ComponentWhat is protectedMechanism
PostgreSQL (Care)Application databaseCloudNativePG + barman-cloud → S3
PostgreSQL (Odoo)Odoo databaseCloudNativePG + barman-cloud → S3
PostgreSQL (Metabase)Metabase databaseCloudNativePG + barman-cloud → S3
OpenSearch / ElasticsearchSearch index dataVolume backup to external media
Object store (RustFS)Uploads, audit logs, public dataIncremental sync to external store
Persistent volumes (Longhorn)All attached volumesLonghorn snapshots/backups → S3
note

Redis/Valkey runs in non-persistent mode by design — it holds no durable state and is not backed up.

Restore

A core design goal of this deployment is that a fresh cluster can be restored from backups — rebuild the Kubernetes cluster, then replay Postgres WAL archives, Longhorn volume backups, and the object-store sync to bring Care back up.

warning

Restore is a design goal, not a finished, tested procedure. End-to-end restore is not yet fully automated or documented in this deployment, and several supporting pieces (such as extending and repopulating Longhorn volumes) are still being worked out. Do not treat restore as production-proven until it has been validated against your own backups. Practice and verify a full restore on a throwaway cluster before depending on it.

Maturity: available today vs evolving

Use this split to set expectations. The "evolving / planned" column is drawn from the deployment's roadmap.

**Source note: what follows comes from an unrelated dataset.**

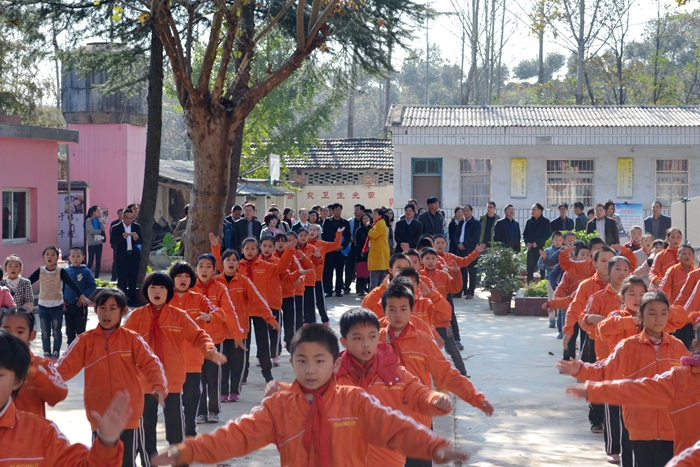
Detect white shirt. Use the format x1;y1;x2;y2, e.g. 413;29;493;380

Available todayEvolving / planned
Prometheus + Grafana + Loki monitoringMove Postgres to a cluster operator–managed Helm chart
Alloy log shipping into LokiGenerate secrets/passwords via Terraform and auto-configure
Postgres backups via CloudNativePG + barman-cloud → S3Version-lock all Helm charts
Longhorn volume snapshots/backups → S3TLS for database and other inter-pod communication
Per-component daily/configurable backupsDocumented, automated restore-from-backup procedure
Caching layer for the nginx-based frontend
tip

Manual Grafana setup, manual secret retrieval, and unautomated restore are the rough edges to plan around. As the roadmap items land (operator-managed Postgres, Terraform-generated secrets, version-locked charts), these workflows will tighten up.